Supporting the

Neuroendocrine Cancer Community

Maxine Patterson – Ambassadors Chairperson

Jan 23, 2023


Please join us in extending a warm welcome to Maxine Patterson, our newly appointed Ambassadors Chairperson for 2023.

Maxine (76) a patient and retired deputy head teacher, joined us last year as an Ambassador, taking part in health podcasts and educational events to help raise awareness and promote the work Neuroendocrine Cancer UK does, especially at her local NET Centre of Excellence at The Freeman Hospital in Newcastle

It’s a good thing Maxine has retired, as she also enjoys spending time with her local U3A group in the North East where she has established two Book Groups, a Creative Writing Group and a Photography Group. She also enjoys spending time at their caravan in Kendal – although lovely husband, Alan, is adamant that gardening is her main obsession!

Maxine had a crash course using Zoom during the pandemic, continuing to run all the groups and the monthly meetings for up to 40 members.

Like many during the pandemic, voluntary groups have continued remotely using platforms like Zoom, and as our 2023 Ambassador Meetings will remain in this format, Maxine is certainly experienced in the joys of tech!

Additional Background:

Maxine’s experience as a patient has also offered insights into what it can be like living with Neuroendocrine Cancer: “I’ve always had “tummy” problems,” said Maxine, “but things got serious in 2015 with endless visits to the doctor where I asked: was going to the toilet twelve times during the day normal?
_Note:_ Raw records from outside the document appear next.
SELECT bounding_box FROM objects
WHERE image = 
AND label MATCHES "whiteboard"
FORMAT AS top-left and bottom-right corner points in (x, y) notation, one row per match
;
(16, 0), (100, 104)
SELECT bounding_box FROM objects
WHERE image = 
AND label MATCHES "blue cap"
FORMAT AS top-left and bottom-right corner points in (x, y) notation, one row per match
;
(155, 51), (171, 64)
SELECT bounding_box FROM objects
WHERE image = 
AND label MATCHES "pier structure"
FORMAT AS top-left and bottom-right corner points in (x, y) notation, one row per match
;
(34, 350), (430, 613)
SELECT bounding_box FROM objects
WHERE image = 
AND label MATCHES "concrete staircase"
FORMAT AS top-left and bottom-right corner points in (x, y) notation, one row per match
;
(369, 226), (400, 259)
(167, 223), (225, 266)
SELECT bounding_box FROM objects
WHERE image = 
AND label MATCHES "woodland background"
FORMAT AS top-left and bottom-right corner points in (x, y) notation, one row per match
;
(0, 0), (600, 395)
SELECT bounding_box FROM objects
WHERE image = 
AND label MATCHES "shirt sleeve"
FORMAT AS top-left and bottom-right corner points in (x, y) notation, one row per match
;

Patient and kind but completely out of his depth, he suggested the FOD map diet and referred me for tests.

“The specialist diagnosed IBS but just as a precaution sent me for another colonoscopy. They couldn’t insert the camera, so I was sent for a scan which identified the tumours, and I was referred to The Freeman MDT (multi-disciplinary team) in Newcastle.

“After a biopsy at North Tees Hospital in Oct 2015 it was confirmed that I had cancer. Luckily, this Consultant had trained under the Consultant at the Freeman and was able to explain more about Neuroendocrine Cancer. But he was still rather hesitant, so I wrote down everything he said and went away to do a little research of my own. That became the start of my Neuroendocrine Cancer journey and my attempt to maintain some control over my life.
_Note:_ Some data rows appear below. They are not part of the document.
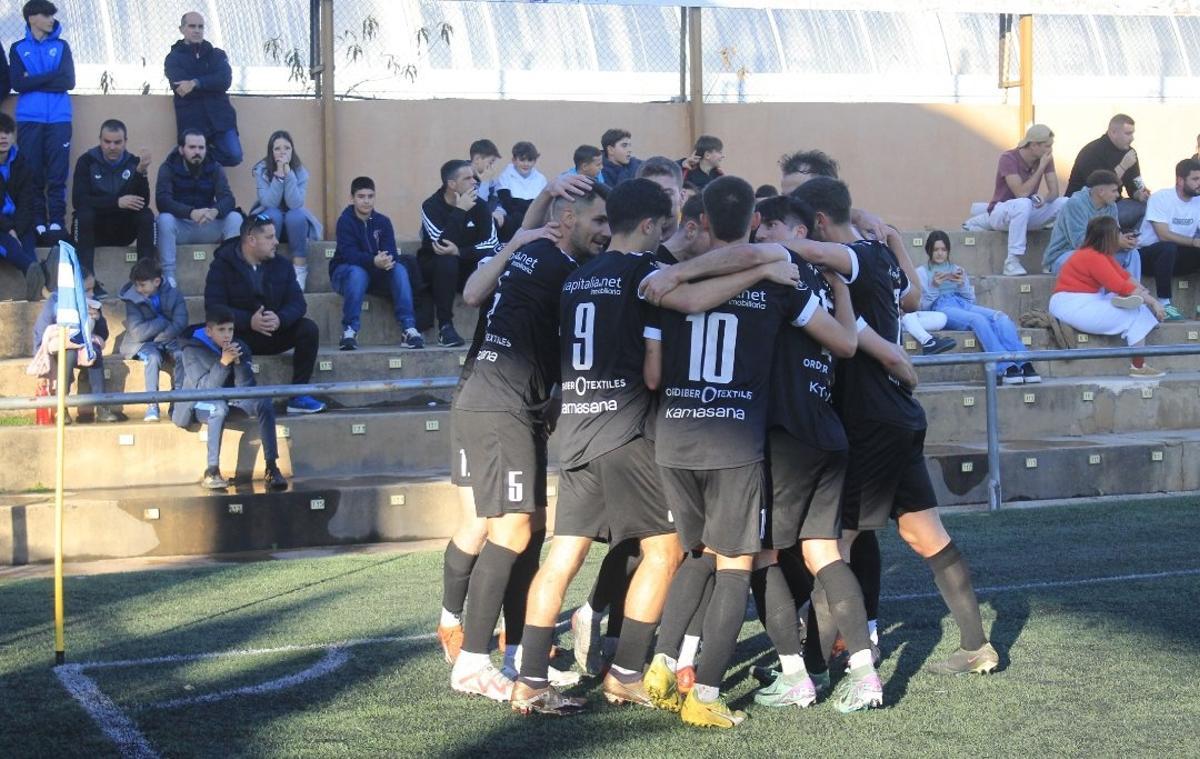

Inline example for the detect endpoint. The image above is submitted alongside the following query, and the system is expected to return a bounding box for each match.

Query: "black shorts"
[554,437,674,545]
[762,428,847,549]
[841,422,937,530]
[659,461,767,556]
[457,411,546,516]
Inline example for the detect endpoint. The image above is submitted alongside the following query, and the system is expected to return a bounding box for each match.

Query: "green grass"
[0,500,1200,758]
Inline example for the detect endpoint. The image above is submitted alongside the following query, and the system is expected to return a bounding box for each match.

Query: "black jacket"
[71,147,150,210]
[204,237,308,335]
[163,40,238,135]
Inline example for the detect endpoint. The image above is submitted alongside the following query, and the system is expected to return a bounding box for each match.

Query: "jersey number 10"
[688,312,738,384]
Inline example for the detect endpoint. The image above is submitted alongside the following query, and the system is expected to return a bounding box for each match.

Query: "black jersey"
[655,281,818,470]
[557,250,658,468]
[768,252,853,450]
[834,240,925,430]
[458,240,578,411]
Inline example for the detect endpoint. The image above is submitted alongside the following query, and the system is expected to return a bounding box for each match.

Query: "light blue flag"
[55,243,96,360]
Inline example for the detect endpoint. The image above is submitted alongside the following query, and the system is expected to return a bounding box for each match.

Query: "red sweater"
[1054,247,1134,295]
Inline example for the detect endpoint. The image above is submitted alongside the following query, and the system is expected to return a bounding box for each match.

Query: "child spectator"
[120,258,187,422]
[496,142,546,243]
[1050,216,1166,378]
[34,267,120,424]
[8,0,74,241]
[170,304,288,490]
[0,113,46,300]
[329,177,425,351]
[251,130,323,289]
[917,229,1042,384]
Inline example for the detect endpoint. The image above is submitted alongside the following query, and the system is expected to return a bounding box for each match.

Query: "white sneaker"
[450,653,514,703]
[1004,256,1028,276]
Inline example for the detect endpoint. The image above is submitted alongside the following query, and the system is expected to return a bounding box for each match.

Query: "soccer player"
[794,178,1000,674]
[450,185,608,701]
[644,177,820,728]
[751,196,883,713]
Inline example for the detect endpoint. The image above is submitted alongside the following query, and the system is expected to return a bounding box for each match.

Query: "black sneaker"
[920,336,959,355]
[263,466,288,490]
[438,324,466,348]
“In January 2016 I had an emergency small bowel resection right hemicolectomy. I had no idea what that meant.

“My GP, a kind and caring person knew nothing about NETs, and said: “ask your specialist nurse.” In desperation I used the internet and found the Royal Free Hospital website, Ronny Allen and Neuroendocrine Cancer UK’s website.

“These days, I’m on three weekly Olatuton injections and I take Colesevelam 3 times daily.

Top tip: “I find life has to be taken day by day now, and it’s so important to allow space for rest on the not so good days.”